A marginal decrease in rural poverty put to rest Modi’s election boast of being a development-oriented Chief Minister. On the whole his government has a poor record of poverty reduction measures. Statistics of the NSSO show that the percentage of reduction of poverty between 2004 and 2010 was the highest in Odisha at 20.2 per cent, and the lowest in Gujarat, at 8.6 per cent.
The Gujarat government’s inattentiveness towards poverty reduction is all the more apparent when it is compared with Odisha, whose GDP growth is lower than that of Gujarat.

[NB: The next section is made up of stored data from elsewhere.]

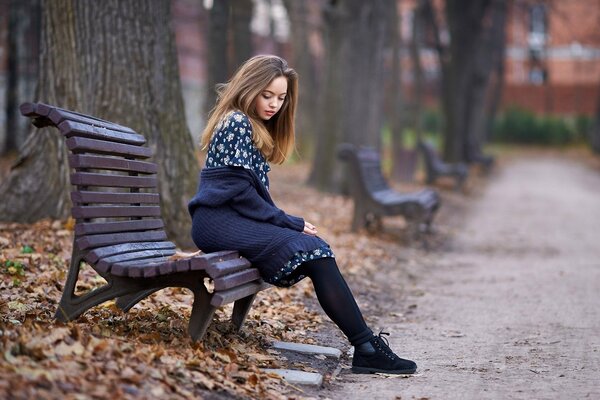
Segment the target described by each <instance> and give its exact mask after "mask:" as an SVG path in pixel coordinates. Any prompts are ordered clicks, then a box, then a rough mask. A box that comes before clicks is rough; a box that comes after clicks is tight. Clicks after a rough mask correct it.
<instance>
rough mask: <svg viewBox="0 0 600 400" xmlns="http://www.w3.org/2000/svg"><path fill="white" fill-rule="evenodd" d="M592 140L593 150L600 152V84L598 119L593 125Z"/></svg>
mask: <svg viewBox="0 0 600 400" xmlns="http://www.w3.org/2000/svg"><path fill="white" fill-rule="evenodd" d="M590 141H591V145H592V150H594V152H596V153H597V154H600V86H598V98H597V100H596V120H595V121H594V125H593V126H592V132H591V138H590Z"/></svg>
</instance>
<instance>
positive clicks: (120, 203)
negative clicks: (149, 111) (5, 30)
mask: <svg viewBox="0 0 600 400" xmlns="http://www.w3.org/2000/svg"><path fill="white" fill-rule="evenodd" d="M21 113H22V114H23V115H25V116H27V117H30V118H32V119H33V124H34V125H35V126H36V127H38V128H41V127H44V126H53V127H56V128H58V129H59V130H60V132H61V133H62V134H63V136H64V138H65V139H66V145H67V147H68V149H69V165H70V167H71V169H72V174H71V176H70V179H71V184H72V185H73V190H72V192H71V199H72V201H73V208H72V210H71V214H72V216H73V218H75V221H76V223H75V232H74V239H73V252H72V256H71V265H70V268H69V274H68V276H67V280H66V284H65V286H64V289H63V294H62V298H61V300H60V303H59V306H58V310H57V311H56V315H55V317H56V318H57V319H58V320H60V321H69V320H73V319H75V318H77V317H78V316H79V315H80V314H82V313H83V312H85V311H86V310H88V309H90V308H92V307H94V306H96V305H98V304H101V303H104V302H106V301H108V300H112V299H116V304H117V306H118V307H119V308H121V309H122V310H123V311H128V310H129V309H131V307H133V306H134V305H135V304H136V303H138V302H140V301H141V300H143V299H144V298H146V297H147V296H149V295H151V294H152V293H154V292H156V291H158V290H160V289H163V288H166V287H183V288H188V289H190V290H191V291H192V292H193V294H194V303H193V307H192V314H191V317H190V322H189V334H190V336H191V337H192V340H201V339H202V338H203V336H204V334H205V332H206V330H207V328H208V326H209V325H210V323H211V321H212V318H213V315H214V312H215V311H216V309H217V308H218V307H220V306H222V305H224V304H228V303H232V302H233V303H234V307H233V314H232V322H233V323H234V325H235V326H236V327H237V328H238V329H239V328H240V327H241V326H242V324H243V322H244V320H245V318H246V315H247V313H248V311H249V310H250V308H251V306H252V303H253V301H254V298H255V296H256V293H257V292H259V291H260V290H262V289H264V288H266V287H267V286H268V285H266V284H264V283H263V281H262V280H261V279H260V277H259V272H258V270H257V269H256V268H253V267H252V266H251V265H250V262H249V261H248V260H246V259H245V258H242V257H240V256H239V255H238V253H237V251H222V252H216V253H210V254H202V255H195V254H194V255H192V256H189V255H188V256H187V257H183V258H178V259H177V258H174V257H173V255H174V254H175V253H176V251H175V245H174V244H173V243H172V242H170V241H168V240H167V235H166V233H165V231H164V223H163V220H162V219H161V210H160V203H159V201H160V199H159V194H158V192H157V183H158V182H157V178H156V173H157V170H158V168H157V165H156V164H155V163H154V162H151V161H149V159H150V157H151V156H152V151H151V150H150V148H148V147H146V146H144V144H145V142H146V140H145V138H144V136H142V135H140V134H138V133H136V132H134V131H133V130H132V129H130V128H128V127H125V126H122V125H118V124H115V123H112V122H109V121H105V120H101V119H98V118H95V117H92V116H89V115H83V114H79V113H75V112H73V111H68V110H64V109H61V108H58V107H53V106H49V105H46V104H42V103H37V104H36V103H25V104H23V105H21ZM82 262H85V263H87V264H88V265H90V266H91V267H92V268H93V269H94V270H95V271H96V272H97V273H98V274H99V275H100V276H102V277H103V278H104V279H105V280H106V281H107V284H105V285H104V286H101V287H99V288H96V289H94V290H92V291H90V292H87V293H85V294H83V295H76V294H75V286H76V284H77V280H78V275H79V270H80V264H81V263H82ZM205 283H206V285H205ZM210 286H213V287H214V288H213V289H209V288H208V287H210Z"/></svg>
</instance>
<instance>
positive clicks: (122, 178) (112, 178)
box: [71, 172, 157, 188]
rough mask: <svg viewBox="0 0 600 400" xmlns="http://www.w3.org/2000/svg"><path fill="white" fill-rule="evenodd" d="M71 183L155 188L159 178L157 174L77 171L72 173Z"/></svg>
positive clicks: (116, 186)
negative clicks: (100, 172)
mask: <svg viewBox="0 0 600 400" xmlns="http://www.w3.org/2000/svg"><path fill="white" fill-rule="evenodd" d="M71 184H73V185H78V186H104V187H128V188H154V187H156V185H157V179H156V176H127V175H114V174H97V173H91V172H75V173H74V174H71Z"/></svg>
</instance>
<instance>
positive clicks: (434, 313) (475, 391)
mask: <svg viewBox="0 0 600 400" xmlns="http://www.w3.org/2000/svg"><path fill="white" fill-rule="evenodd" d="M469 201H470V202H471V204H470V207H469V209H468V211H467V212H466V213H465V217H464V219H463V220H462V222H461V226H457V234H456V237H455V238H454V240H453V242H452V245H451V246H450V249H449V250H447V251H444V252H442V253H440V252H436V253H435V254H430V255H428V256H426V257H425V258H426V260H425V261H423V262H420V263H418V264H419V265H416V266H415V268H414V271H412V273H414V274H415V276H416V286H415V287H412V288H409V289H408V290H407V292H408V293H410V294H409V296H408V298H407V299H404V300H403V301H408V302H410V303H413V304H414V307H413V308H414V311H413V312H410V313H405V314H404V316H400V317H399V316H398V314H394V313H387V315H382V316H380V318H379V321H378V325H379V326H386V327H388V328H389V330H390V331H391V332H392V333H393V336H391V337H390V342H391V346H392V348H394V349H396V350H397V351H398V353H399V354H401V355H402V356H406V357H407V358H412V359H414V360H415V361H416V362H417V363H418V365H419V369H418V371H417V372H418V373H417V374H416V375H415V376H412V377H408V378H406V377H388V376H373V375H371V376H365V375H354V374H350V373H349V372H348V371H347V370H342V372H341V373H340V375H339V376H338V377H337V379H336V380H334V382H333V383H332V384H330V385H329V386H328V387H327V388H326V389H324V390H322V391H320V392H319V393H318V395H317V396H318V397H320V398H332V399H346V400H348V399H371V400H374V399H413V398H414V399H421V398H427V399H513V398H514V399H532V398H533V399H587V398H589V399H598V398H600V172H599V171H594V170H592V169H591V168H589V167H587V166H584V165H582V164H579V163H577V162H575V161H573V160H567V159H563V158H550V157H545V156H538V157H534V158H528V159H525V158H521V159H515V160H513V161H511V162H509V163H507V165H505V166H502V167H501V168H500V169H499V170H498V171H496V173H495V174H494V175H493V177H492V178H491V179H490V182H489V183H488V184H487V186H486V188H485V190H484V193H483V194H482V195H481V196H477V198H474V199H472V200H469ZM386 278H387V279H388V281H390V282H391V281H392V279H393V274H392V276H387V277H386ZM382 285H383V283H382ZM393 308H394V307H393V304H392V305H390V306H389V309H390V310H392V309H393ZM402 309H406V304H403V305H402Z"/></svg>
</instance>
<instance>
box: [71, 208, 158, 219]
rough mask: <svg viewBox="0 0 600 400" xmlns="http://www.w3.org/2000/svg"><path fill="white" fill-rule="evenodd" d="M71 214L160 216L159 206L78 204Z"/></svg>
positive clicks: (73, 208)
mask: <svg viewBox="0 0 600 400" xmlns="http://www.w3.org/2000/svg"><path fill="white" fill-rule="evenodd" d="M71 214H72V215H73V217H75V218H77V219H87V218H125V217H160V207H159V206H82V207H79V206H76V207H73V208H71Z"/></svg>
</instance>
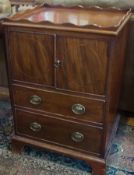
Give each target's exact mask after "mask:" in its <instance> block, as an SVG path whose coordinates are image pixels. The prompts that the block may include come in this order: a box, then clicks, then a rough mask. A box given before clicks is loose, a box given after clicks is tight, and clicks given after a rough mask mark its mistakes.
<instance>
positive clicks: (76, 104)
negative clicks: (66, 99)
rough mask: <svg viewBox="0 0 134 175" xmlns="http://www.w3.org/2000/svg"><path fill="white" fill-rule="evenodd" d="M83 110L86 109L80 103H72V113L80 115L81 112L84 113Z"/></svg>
mask: <svg viewBox="0 0 134 175" xmlns="http://www.w3.org/2000/svg"><path fill="white" fill-rule="evenodd" d="M85 111H86V108H85V106H83V105H81V104H74V105H72V112H73V113H74V114H77V115H82V114H84V113H85Z"/></svg>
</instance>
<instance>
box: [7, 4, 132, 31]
mask: <svg viewBox="0 0 134 175" xmlns="http://www.w3.org/2000/svg"><path fill="white" fill-rule="evenodd" d="M130 14H131V10H121V9H116V8H109V9H108V8H107V9H104V8H101V7H97V6H96V7H86V8H85V7H83V6H76V7H64V6H49V5H47V4H45V5H44V6H42V7H37V8H35V9H33V10H27V11H25V12H24V13H19V14H17V15H15V16H12V17H10V18H8V19H7V20H6V22H5V25H9V23H10V25H11V23H12V24H13V23H19V25H21V24H23V25H24V24H27V25H28V24H29V25H32V24H33V25H38V26H44V27H46V26H49V27H54V28H55V27H58V28H59V29H62V28H63V27H66V29H69V28H72V29H73V28H75V29H76V28H77V30H78V29H86V30H87V31H89V32H90V31H91V30H95V31H103V32H104V33H105V32H106V31H107V32H108V31H109V33H110V32H111V33H112V32H113V33H114V32H115V33H116V32H117V31H118V30H119V29H120V28H122V27H123V26H124V25H125V24H126V22H127V21H128V19H129V17H130Z"/></svg>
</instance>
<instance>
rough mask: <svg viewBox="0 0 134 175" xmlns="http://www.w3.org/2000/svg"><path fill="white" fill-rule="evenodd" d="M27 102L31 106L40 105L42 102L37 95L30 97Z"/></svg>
mask: <svg viewBox="0 0 134 175" xmlns="http://www.w3.org/2000/svg"><path fill="white" fill-rule="evenodd" d="M29 102H30V103H31V104H32V105H39V104H41V102H42V98H41V97H39V96H38V95H32V96H31V97H30V100H29Z"/></svg>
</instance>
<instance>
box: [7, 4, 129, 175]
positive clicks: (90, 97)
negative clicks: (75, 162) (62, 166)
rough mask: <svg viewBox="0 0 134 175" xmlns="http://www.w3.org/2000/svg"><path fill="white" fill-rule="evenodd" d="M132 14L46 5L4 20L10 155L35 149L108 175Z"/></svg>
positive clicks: (107, 9) (118, 9) (111, 8)
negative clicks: (127, 36)
mask: <svg viewBox="0 0 134 175" xmlns="http://www.w3.org/2000/svg"><path fill="white" fill-rule="evenodd" d="M129 16H130V10H119V9H115V8H111V9H102V8H99V7H92V8H90V7H86V8H84V7H79V6H78V7H62V6H49V5H44V6H42V7H38V8H35V9H33V10H28V11H26V12H24V13H18V14H16V15H15V16H13V17H10V18H8V19H6V21H5V22H4V26H5V32H6V48H7V63H8V75H9V87H10V94H11V102H12V109H13V115H14V122H15V135H14V136H13V138H12V149H13V151H17V152H20V151H21V149H22V148H23V147H24V146H25V145H32V146H37V147H40V148H45V149H48V150H52V151H56V152H59V153H62V154H65V155H68V156H71V157H76V158H78V159H83V160H85V161H86V162H87V163H88V164H89V165H90V166H91V167H92V170H93V171H92V173H93V174H94V175H104V174H105V160H106V156H107V153H108V150H109V148H110V145H111V143H112V138H113V136H114V134H115V132H116V128H117V126H118V121H119V115H117V107H118V100H119V94H120V88H121V79H122V76H123V65H124V53H125V45H126V39H127V38H126V36H127V21H128V19H129Z"/></svg>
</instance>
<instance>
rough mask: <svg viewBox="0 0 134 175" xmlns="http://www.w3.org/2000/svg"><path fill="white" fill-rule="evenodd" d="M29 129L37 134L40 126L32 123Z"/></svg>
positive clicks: (31, 123) (36, 122) (37, 123)
mask: <svg viewBox="0 0 134 175" xmlns="http://www.w3.org/2000/svg"><path fill="white" fill-rule="evenodd" d="M30 129H31V130H32V131H34V132H39V131H40V130H41V124H39V123H37V122H32V123H31V124H30Z"/></svg>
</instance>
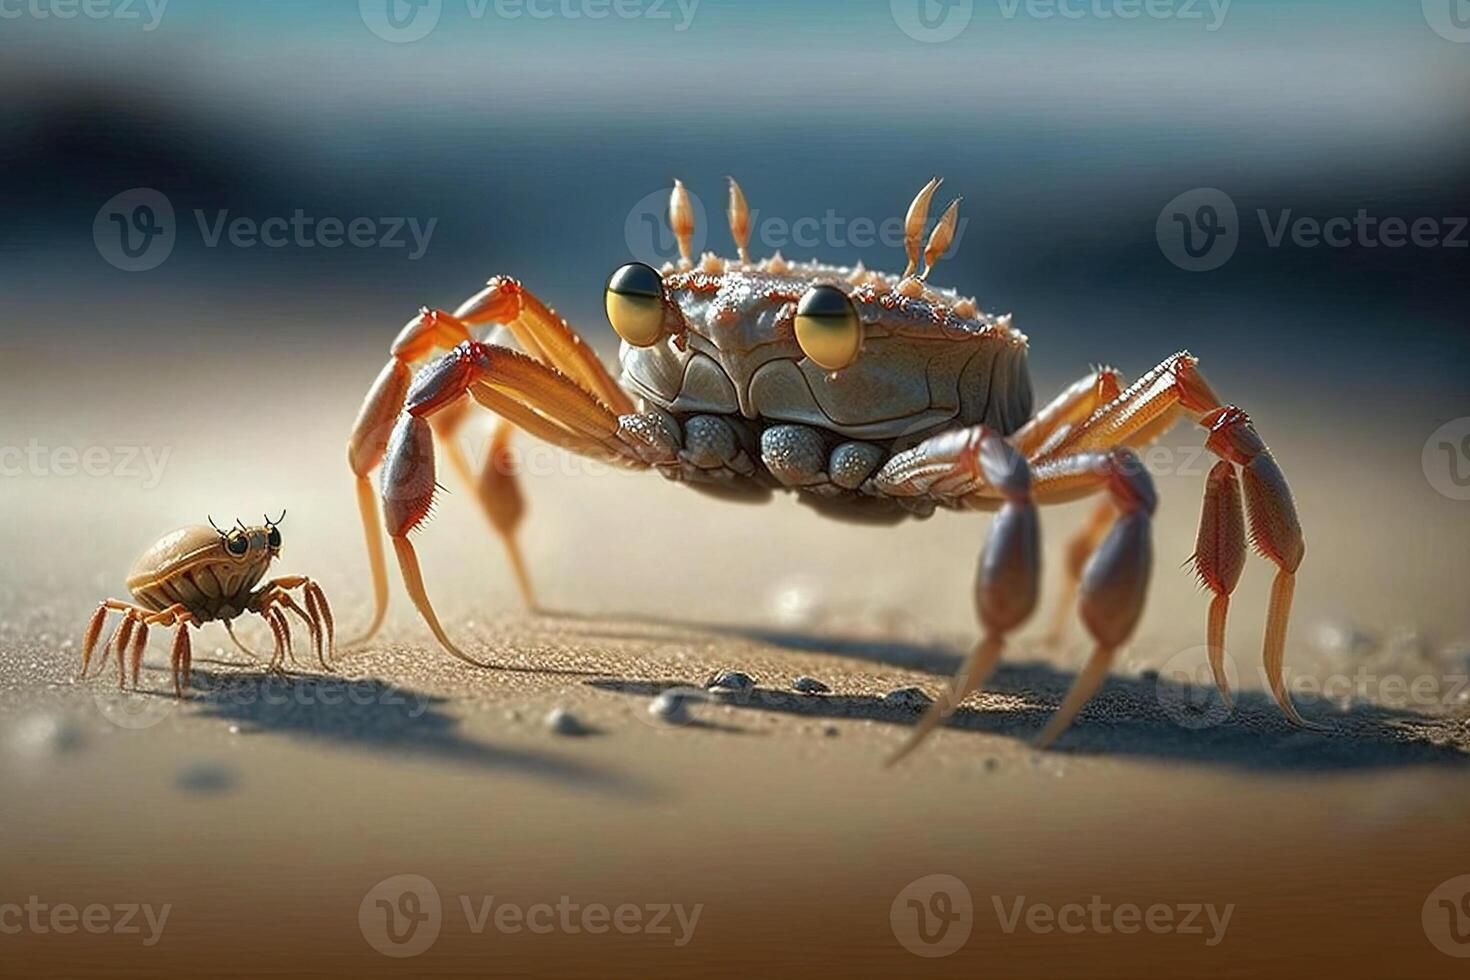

Much-publicised handouts in the form of various benefits (with names like Garib Kalyan mela) were quite common in Modi’s last term, but an active anti-poverty programme was missing.
Low employment, low wages and high prices—the formula is one of despair. Indeed, food, fuel, clothing and housing in rural and urban Gujarat are the eighth most expensive in the country. This means that even though the per capita income is higher than the national average, the per capita monthly expenditure in both rural and urban areas is low when compared with other States and the national average. While the percentage of the population below the poverty line in Gujarat seems better than in some States, Planning Commission data show that the percentage of poverty reduction in a seven-year period between 2004 and 2010 was not creditable. In a comparison of percentages of poverty reduction in seven States, Maharashtra fares the best, West Bengal the worst, and Gujarat is fifth.
Water and sanitation
According to Census 2011, 43 per cent of the rural households in Gujarat get water supply on their premises and 16.7 per cent get treated water from a common tap. In urban households, the corresponding percentages are 84 per cent and 69 per cent.
The data show that 67 per cent of rural households in the State have no access to toilets and members of more than 65 per cent of the households defecate in the open, very often polluting common water sources. Waste collection and disposal are matters practically unheard of.
The larger issue of the environment is also severely neglected. Despite the Modi government’s pride in the economic boom brought on by the industrial clusters of south Gujarat, these are actually environmentally dead zones. The levels of air, land and water pollution are measured to arrive at what is called the Comprehensive Environmental Pollution Index (CEPI). Anything over 70 on this index is considered to have crossed critical levels, that is, the pollution exceeds the capacity of the environment to handle it and it becomes a dangerous health hazard. According to statistics from the Central Pollution Control Board, Ankleshwar and Vapi in Gujarat top the list of 88 severely polluted industrial areas in India. Ankleshwar has a CEPI rating of 88.50 while Vapi’s is 88.09. Of the 88 areas, eight are in Gujarat. Even Dhanbad in Jharkhand, with its intensive coal mining and a longer history of pollution than the Gujarat centres, ranks only 13th on the list.
In the race to be seen as a State where growth (read industrialisation) is on the fast lane, Gujarat has forgotten human development. A former member of the administration told Frontline: “Modi runs Gujarat like a shopkeeper. Profits and losses are measured only in economic and monetary terms. The larger picture of human development, and I include the environment in this, is completely ignored. Not neglected, mind you. It is wilfully ignored.”
When the BJP released its election manifesto on December 3 last year, the party billed the document as a sankalp patra, or a pledge to the people. In it, the Gujarat government applauded itself and the “all-round development” it had created in the State. The reality is that this development has been one-sided and socially exclusionary. The State government’s claims are nothing but a mirage.